Faz-se necessário, ainda, explicar o porque da adoção da classificação cor ao invés de raça ou etnia proposta inicialmente no projeto, escolha que guarda estreita relação com as categorias já definidas acima. Em relação à classificação raça, já está mais do que comprovado que essa não é nem uma categoria biológica 92;93 nem um conceito que pertença à esfera cultural. Como esse conceito tem profundas implicações ideológicas, políticas, econômicas e sociais tendo sido utilizado para justificar o preconceito, a discriminação e a dominação, muitos antropólogos consideram que sua utilização deveria ser abolida. Etnia, por sua vez, vem classificada na Antropologia como um conceito multiaspectual, pois pode se referir a aspectos que se relacionam diretamente ao local de origem, englobando ainda “características somáticas (aparência física), lingüísticas e culturais” 94. Esses diferentes aspectos, a partir dos quais se pode definir etnia, prestam-se melhor a caracterizar grupos (com maior ou menor grau de identidade partilhada), circunstância que não corresponde à vida atual das entrevistadas, que, podem ser melhor caracterizadas como um

segmento do todo social. Optei assim por usar “quesito cor”, conforme classifica o IBGE.

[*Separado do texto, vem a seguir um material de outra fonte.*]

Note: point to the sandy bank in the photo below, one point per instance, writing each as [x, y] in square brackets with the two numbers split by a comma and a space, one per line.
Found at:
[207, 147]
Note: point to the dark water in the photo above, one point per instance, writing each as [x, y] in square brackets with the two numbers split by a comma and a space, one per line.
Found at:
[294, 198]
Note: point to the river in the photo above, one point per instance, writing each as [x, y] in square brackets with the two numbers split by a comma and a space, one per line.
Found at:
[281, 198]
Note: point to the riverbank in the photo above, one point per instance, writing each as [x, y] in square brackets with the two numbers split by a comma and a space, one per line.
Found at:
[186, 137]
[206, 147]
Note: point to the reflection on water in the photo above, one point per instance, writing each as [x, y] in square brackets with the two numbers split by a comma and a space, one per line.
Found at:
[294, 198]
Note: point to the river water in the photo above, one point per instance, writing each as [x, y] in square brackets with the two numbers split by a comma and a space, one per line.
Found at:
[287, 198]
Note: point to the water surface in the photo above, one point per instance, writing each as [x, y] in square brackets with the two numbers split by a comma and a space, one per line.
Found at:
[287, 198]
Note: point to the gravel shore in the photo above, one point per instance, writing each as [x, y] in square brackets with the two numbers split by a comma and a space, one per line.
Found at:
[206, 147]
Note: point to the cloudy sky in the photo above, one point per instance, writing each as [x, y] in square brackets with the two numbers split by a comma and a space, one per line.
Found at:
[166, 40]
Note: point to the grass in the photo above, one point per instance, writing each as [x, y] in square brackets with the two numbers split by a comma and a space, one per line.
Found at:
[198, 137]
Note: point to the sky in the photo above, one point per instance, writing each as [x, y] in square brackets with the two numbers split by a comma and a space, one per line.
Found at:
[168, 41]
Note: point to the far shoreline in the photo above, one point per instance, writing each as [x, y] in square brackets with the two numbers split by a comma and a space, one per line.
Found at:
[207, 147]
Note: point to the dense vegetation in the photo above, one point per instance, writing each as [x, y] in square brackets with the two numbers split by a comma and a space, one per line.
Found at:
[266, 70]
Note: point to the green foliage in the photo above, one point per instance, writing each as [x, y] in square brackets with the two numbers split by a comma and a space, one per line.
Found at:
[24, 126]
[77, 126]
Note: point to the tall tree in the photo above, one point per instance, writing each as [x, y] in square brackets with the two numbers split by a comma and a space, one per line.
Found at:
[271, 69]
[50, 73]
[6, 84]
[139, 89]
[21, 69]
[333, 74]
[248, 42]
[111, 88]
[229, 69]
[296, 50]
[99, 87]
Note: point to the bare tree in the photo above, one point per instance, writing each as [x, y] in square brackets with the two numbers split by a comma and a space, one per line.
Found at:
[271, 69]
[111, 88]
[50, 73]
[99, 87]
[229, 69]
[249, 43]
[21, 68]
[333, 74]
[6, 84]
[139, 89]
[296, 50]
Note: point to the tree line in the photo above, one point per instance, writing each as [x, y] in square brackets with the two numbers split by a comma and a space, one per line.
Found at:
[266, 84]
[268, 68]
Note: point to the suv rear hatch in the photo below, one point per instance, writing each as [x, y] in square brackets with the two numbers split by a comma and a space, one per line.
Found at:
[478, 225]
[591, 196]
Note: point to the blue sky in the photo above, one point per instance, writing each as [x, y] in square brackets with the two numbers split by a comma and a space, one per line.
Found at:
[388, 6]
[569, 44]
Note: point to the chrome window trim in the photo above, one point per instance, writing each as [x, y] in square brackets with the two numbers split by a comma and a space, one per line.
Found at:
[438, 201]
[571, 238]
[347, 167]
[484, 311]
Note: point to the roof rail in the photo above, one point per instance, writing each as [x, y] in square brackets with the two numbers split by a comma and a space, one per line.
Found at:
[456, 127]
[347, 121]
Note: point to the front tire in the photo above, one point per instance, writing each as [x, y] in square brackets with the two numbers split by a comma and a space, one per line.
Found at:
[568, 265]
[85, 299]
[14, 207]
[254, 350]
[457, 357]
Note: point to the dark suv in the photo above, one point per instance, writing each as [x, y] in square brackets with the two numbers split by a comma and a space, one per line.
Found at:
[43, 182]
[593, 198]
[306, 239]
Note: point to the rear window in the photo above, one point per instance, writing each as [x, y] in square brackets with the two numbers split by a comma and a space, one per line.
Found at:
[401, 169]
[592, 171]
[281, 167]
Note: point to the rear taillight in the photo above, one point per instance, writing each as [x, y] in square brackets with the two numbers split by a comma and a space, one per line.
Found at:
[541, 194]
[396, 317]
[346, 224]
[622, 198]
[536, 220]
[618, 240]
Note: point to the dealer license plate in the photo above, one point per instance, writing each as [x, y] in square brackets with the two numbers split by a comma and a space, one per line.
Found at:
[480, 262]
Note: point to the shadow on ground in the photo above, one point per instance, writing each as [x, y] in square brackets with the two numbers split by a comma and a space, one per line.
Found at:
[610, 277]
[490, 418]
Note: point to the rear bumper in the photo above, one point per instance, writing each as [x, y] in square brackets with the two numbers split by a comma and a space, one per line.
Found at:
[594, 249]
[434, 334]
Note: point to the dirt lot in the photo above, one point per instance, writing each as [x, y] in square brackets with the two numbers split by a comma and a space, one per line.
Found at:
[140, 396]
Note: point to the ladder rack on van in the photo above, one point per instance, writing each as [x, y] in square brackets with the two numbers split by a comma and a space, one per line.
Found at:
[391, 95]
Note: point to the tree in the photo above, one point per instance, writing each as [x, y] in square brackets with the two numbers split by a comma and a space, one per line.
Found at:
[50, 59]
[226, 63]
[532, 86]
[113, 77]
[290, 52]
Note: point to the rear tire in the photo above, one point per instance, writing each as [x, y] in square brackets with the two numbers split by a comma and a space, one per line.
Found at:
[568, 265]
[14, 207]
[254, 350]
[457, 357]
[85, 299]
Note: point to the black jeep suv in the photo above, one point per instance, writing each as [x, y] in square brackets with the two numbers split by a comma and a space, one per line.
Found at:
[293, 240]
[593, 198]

É importante esclarecer o porque do termo racismo surgir diversas vezes ao longo do texto, especialmente quando se leva em conta as considerações acima, ou seja, que a cor das entrevistadas não foi definida como raça. Orientou essa escolha a idéia de que as pessoas negras sofrem a discriminação em relação a sua cor de duas maneiras que se reforçam mutuamente: como decorrência do preconceito com em relação à alteridade, que sintetiza o perigo da diferença e, também, como conseqüência do mito da democracia racial, que busca tornar opaca a desigualdade nas condições e situação de vida entre negros e brancos. Por influência desses dois fatores, as pessoas negras sofrem as conseqüências do racismo quando vêem negadas suas oportunidades de acesso aos bens e serviços que caracterizam a qualidade de vida e, por outro lado, vivem em um contexto que no nível retórico nega essa segregação e naturaliza a assimetria social por ela imposta. Essa dupla forma de discriminação transfere para o indivíduo a responsabilidade pela desigualdade, fazendo com que introjete a discriminação, que é interpretada como inferioridade.

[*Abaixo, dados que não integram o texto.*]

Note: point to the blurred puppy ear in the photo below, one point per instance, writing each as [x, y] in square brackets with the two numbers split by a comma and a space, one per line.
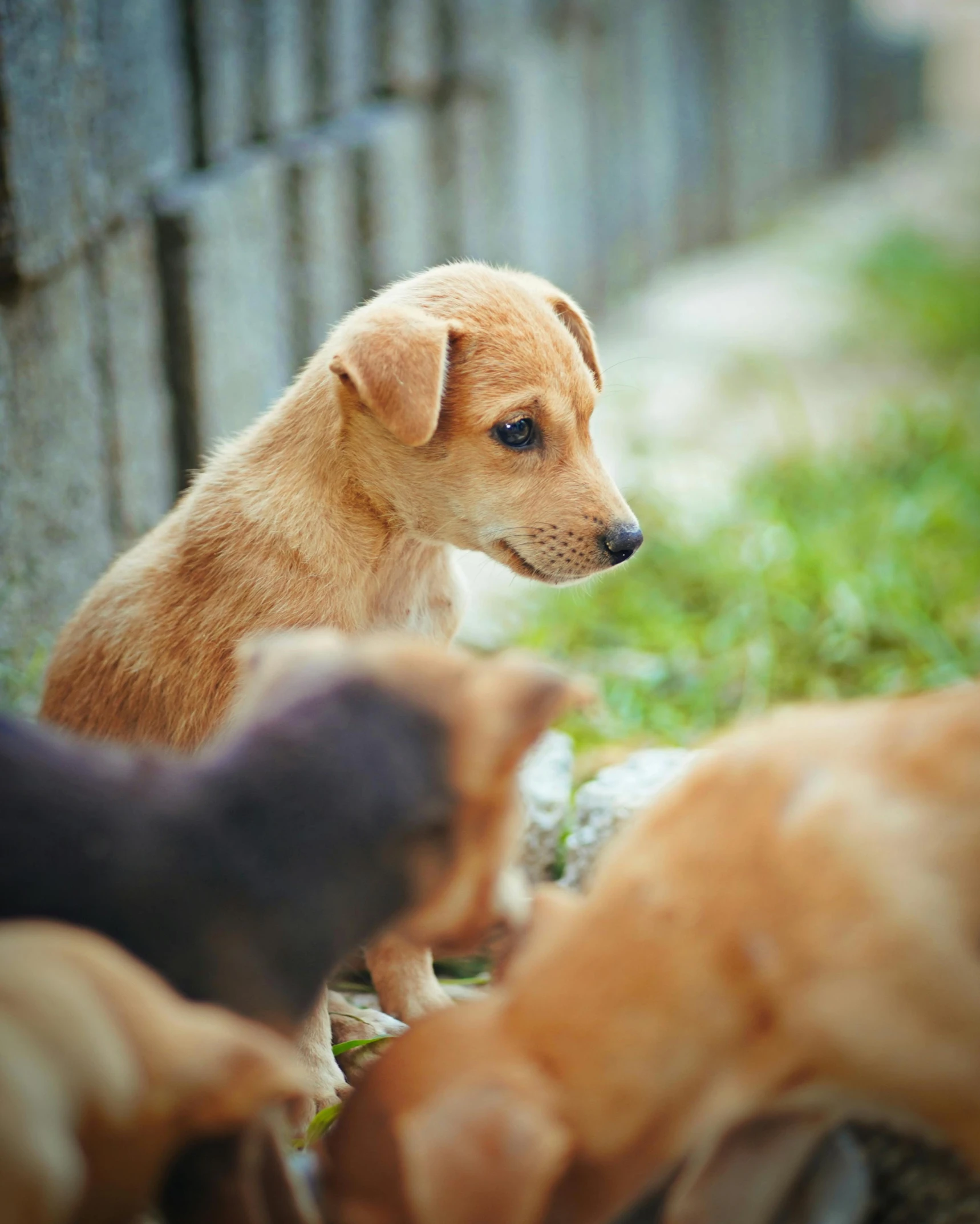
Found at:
[509, 701]
[777, 1169]
[395, 359]
[481, 1154]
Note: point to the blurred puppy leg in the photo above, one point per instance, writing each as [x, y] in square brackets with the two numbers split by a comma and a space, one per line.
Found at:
[404, 978]
[353, 1024]
[316, 1051]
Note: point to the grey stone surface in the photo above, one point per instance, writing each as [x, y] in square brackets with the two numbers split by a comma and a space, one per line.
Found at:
[481, 201]
[145, 118]
[325, 264]
[485, 33]
[409, 48]
[545, 783]
[282, 74]
[222, 51]
[54, 191]
[139, 398]
[611, 799]
[402, 231]
[655, 156]
[96, 109]
[224, 254]
[349, 54]
[54, 503]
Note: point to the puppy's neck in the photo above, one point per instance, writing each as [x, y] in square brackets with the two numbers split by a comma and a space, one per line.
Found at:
[316, 482]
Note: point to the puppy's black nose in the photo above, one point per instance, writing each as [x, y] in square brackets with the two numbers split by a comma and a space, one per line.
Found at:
[622, 542]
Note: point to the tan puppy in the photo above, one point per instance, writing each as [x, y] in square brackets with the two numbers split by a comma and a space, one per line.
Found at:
[452, 409]
[791, 932]
[106, 1073]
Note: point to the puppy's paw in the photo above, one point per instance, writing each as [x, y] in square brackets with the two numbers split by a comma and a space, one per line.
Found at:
[351, 1024]
[421, 999]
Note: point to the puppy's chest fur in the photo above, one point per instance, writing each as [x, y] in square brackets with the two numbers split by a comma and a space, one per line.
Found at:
[419, 589]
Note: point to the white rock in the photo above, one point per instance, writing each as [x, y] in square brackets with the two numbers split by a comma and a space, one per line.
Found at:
[545, 782]
[611, 799]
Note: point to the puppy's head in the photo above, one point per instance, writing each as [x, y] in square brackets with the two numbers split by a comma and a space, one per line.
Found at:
[491, 710]
[467, 395]
[451, 1126]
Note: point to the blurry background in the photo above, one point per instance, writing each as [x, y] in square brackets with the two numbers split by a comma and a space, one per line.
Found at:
[193, 191]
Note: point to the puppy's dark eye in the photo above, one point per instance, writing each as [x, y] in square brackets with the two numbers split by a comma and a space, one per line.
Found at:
[516, 434]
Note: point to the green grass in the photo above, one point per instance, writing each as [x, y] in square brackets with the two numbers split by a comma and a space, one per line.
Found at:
[21, 674]
[922, 293]
[839, 575]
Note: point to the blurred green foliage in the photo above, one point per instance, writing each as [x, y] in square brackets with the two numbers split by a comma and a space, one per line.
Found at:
[925, 294]
[837, 575]
[21, 674]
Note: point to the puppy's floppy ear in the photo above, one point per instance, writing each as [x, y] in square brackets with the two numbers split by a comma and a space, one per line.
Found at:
[769, 1164]
[481, 1153]
[395, 358]
[581, 332]
[573, 317]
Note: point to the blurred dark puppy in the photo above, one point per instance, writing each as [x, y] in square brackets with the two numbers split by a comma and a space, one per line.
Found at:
[358, 785]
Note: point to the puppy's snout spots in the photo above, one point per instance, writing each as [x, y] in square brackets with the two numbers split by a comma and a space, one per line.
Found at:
[622, 542]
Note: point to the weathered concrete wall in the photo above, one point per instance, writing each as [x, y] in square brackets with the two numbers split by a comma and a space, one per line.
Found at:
[193, 191]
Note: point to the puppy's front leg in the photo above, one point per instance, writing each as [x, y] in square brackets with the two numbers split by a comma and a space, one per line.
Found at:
[404, 978]
[316, 1049]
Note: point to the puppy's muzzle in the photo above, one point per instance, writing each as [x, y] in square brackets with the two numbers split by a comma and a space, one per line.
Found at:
[622, 542]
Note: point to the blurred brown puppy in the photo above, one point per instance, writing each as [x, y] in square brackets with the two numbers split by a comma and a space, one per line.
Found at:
[452, 409]
[789, 935]
[491, 710]
[106, 1073]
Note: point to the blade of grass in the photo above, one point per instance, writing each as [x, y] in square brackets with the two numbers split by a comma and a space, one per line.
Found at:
[344, 1047]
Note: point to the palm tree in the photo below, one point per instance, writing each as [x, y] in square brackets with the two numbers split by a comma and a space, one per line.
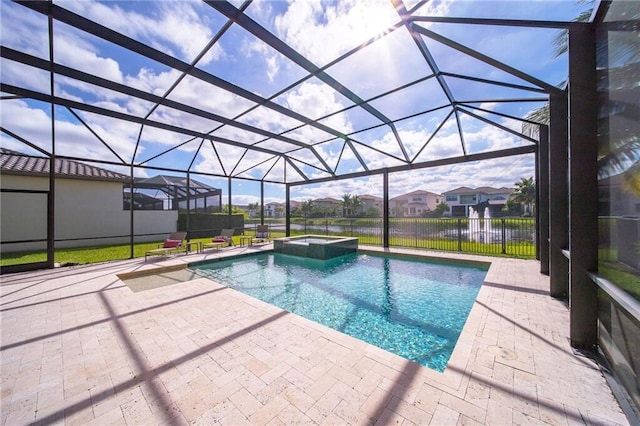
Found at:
[619, 152]
[525, 194]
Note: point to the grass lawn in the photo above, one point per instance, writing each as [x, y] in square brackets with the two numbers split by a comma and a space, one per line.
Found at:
[86, 255]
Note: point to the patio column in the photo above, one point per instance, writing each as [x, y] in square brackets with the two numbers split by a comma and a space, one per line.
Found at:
[287, 211]
[385, 209]
[542, 203]
[51, 197]
[229, 203]
[132, 229]
[188, 205]
[261, 202]
[558, 196]
[583, 187]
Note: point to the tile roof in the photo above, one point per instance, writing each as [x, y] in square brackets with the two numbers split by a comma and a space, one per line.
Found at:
[12, 162]
[481, 190]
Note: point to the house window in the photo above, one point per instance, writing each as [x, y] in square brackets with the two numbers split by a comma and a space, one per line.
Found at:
[467, 199]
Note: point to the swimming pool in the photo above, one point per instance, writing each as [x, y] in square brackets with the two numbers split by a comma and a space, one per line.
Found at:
[415, 309]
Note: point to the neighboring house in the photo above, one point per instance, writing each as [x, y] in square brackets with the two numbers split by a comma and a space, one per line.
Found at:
[88, 205]
[460, 199]
[618, 211]
[414, 204]
[274, 209]
[369, 202]
[616, 199]
[327, 203]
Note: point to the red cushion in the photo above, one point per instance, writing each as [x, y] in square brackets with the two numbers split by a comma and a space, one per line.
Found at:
[171, 243]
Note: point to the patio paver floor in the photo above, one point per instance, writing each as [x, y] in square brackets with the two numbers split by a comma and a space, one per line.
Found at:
[78, 346]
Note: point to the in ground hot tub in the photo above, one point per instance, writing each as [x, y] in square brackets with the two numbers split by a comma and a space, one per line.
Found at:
[316, 246]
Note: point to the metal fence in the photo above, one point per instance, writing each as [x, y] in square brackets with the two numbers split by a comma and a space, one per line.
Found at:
[514, 237]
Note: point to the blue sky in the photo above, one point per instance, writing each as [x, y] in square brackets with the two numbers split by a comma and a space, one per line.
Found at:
[321, 31]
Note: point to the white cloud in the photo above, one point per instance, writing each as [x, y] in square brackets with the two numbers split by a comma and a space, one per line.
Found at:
[72, 138]
[322, 31]
[173, 27]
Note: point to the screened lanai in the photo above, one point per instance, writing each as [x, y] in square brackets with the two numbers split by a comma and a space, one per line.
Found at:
[270, 94]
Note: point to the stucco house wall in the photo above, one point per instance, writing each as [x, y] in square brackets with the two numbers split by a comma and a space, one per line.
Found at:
[84, 209]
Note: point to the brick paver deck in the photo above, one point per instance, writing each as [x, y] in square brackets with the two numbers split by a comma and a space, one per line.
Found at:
[79, 347]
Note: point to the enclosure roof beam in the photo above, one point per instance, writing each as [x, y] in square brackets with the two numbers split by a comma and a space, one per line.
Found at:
[521, 150]
[36, 62]
[126, 117]
[92, 27]
[486, 59]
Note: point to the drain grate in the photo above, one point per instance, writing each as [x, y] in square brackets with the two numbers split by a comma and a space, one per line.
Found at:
[503, 353]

Como conseqüência, a pessoa negra discriminada é levada a considerar que a realidade nefasta na qual vive decorre de sua própria incapacidade e não, que provêm dos padrões iníquos da sociedade, a qual cria obstáculos quase intransponíveis a seu acesso às condições elementares da cidadania. É justamente a existência de tal dispositivo na conformação da discriminação por

cor, que amplia e aprofunda suas características, o que levou a considerar nesta tese essa forma de segregação e exclusão como racismo.

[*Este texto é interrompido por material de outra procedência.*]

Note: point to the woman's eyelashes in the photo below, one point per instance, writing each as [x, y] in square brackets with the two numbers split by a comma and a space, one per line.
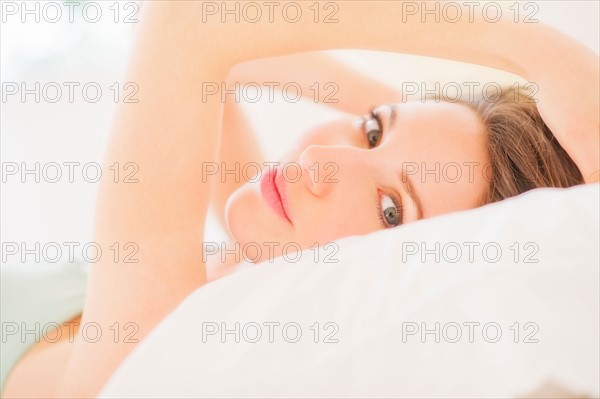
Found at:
[389, 210]
[373, 128]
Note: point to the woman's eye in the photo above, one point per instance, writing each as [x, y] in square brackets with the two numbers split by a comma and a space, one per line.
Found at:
[389, 211]
[373, 129]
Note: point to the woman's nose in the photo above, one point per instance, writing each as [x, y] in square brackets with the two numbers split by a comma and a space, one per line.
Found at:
[324, 166]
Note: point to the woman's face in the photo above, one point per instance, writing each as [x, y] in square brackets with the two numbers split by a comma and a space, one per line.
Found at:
[361, 174]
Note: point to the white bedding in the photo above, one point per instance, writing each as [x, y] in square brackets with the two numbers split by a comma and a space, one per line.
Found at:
[371, 295]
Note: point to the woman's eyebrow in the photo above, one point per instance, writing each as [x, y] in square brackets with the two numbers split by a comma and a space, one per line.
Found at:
[412, 193]
[406, 181]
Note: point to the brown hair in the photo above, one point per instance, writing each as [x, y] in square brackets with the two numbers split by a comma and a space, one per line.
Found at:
[522, 151]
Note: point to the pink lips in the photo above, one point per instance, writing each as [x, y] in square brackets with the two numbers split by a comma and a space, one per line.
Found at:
[273, 191]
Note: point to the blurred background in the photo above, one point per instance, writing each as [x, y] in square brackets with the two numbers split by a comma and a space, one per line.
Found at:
[76, 131]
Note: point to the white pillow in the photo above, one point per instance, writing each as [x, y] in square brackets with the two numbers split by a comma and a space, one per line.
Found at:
[375, 297]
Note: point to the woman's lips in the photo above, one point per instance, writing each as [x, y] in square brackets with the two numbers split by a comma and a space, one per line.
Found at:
[272, 187]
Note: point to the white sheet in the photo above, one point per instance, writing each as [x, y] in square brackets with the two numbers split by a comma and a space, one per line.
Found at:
[370, 293]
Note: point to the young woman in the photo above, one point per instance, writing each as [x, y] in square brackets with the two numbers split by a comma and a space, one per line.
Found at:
[174, 131]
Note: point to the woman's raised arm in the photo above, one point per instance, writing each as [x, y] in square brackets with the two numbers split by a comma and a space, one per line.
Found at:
[173, 131]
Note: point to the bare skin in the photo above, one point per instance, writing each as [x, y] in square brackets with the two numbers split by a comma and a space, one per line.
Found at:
[170, 140]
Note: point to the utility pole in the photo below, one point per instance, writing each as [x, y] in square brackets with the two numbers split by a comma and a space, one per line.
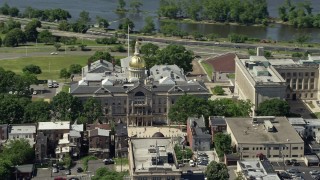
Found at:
[128, 41]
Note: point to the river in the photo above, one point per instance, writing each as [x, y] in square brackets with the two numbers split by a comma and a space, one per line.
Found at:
[105, 9]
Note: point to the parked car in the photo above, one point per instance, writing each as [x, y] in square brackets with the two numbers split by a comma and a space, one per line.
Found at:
[67, 172]
[191, 163]
[284, 175]
[287, 162]
[108, 161]
[55, 170]
[295, 164]
[314, 172]
[79, 169]
[189, 172]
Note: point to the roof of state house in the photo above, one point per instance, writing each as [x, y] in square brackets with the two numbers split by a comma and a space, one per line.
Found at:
[163, 78]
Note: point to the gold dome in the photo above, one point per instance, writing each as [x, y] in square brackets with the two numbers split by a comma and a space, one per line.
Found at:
[136, 61]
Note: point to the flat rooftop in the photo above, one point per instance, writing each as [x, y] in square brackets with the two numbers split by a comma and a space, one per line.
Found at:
[258, 169]
[23, 129]
[281, 61]
[143, 157]
[271, 76]
[58, 125]
[297, 121]
[245, 131]
[313, 122]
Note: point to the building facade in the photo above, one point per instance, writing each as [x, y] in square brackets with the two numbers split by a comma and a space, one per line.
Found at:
[153, 158]
[25, 131]
[258, 78]
[217, 124]
[271, 136]
[133, 94]
[198, 136]
[257, 81]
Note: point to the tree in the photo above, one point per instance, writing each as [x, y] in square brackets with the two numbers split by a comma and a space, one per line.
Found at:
[188, 106]
[92, 110]
[18, 152]
[217, 171]
[149, 26]
[46, 36]
[121, 5]
[57, 46]
[66, 107]
[31, 30]
[37, 111]
[14, 37]
[222, 144]
[218, 90]
[229, 107]
[64, 25]
[64, 73]
[33, 69]
[125, 24]
[135, 5]
[12, 108]
[75, 69]
[103, 23]
[176, 54]
[302, 38]
[100, 55]
[273, 107]
[67, 161]
[84, 17]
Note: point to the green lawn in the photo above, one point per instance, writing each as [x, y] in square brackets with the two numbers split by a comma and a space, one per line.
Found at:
[50, 65]
[65, 88]
[208, 68]
[231, 76]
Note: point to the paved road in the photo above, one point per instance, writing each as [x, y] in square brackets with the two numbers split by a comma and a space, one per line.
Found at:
[279, 166]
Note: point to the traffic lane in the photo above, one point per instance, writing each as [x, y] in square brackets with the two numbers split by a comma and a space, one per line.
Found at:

A utilização dessa classificação também se reporta ao Movimento Negro que define que ser negro não é uma característica somática, mas “é, essencialmente, um posicionamento político, onde se assume a identidade racial negra” 94. Assim, também por reconhecer a validade do objetivo político

do Movimento Negro ao apontar, identificar e nomear a discriminação por cor pelo termo racismo foi decidido neste texto também adotá-lo.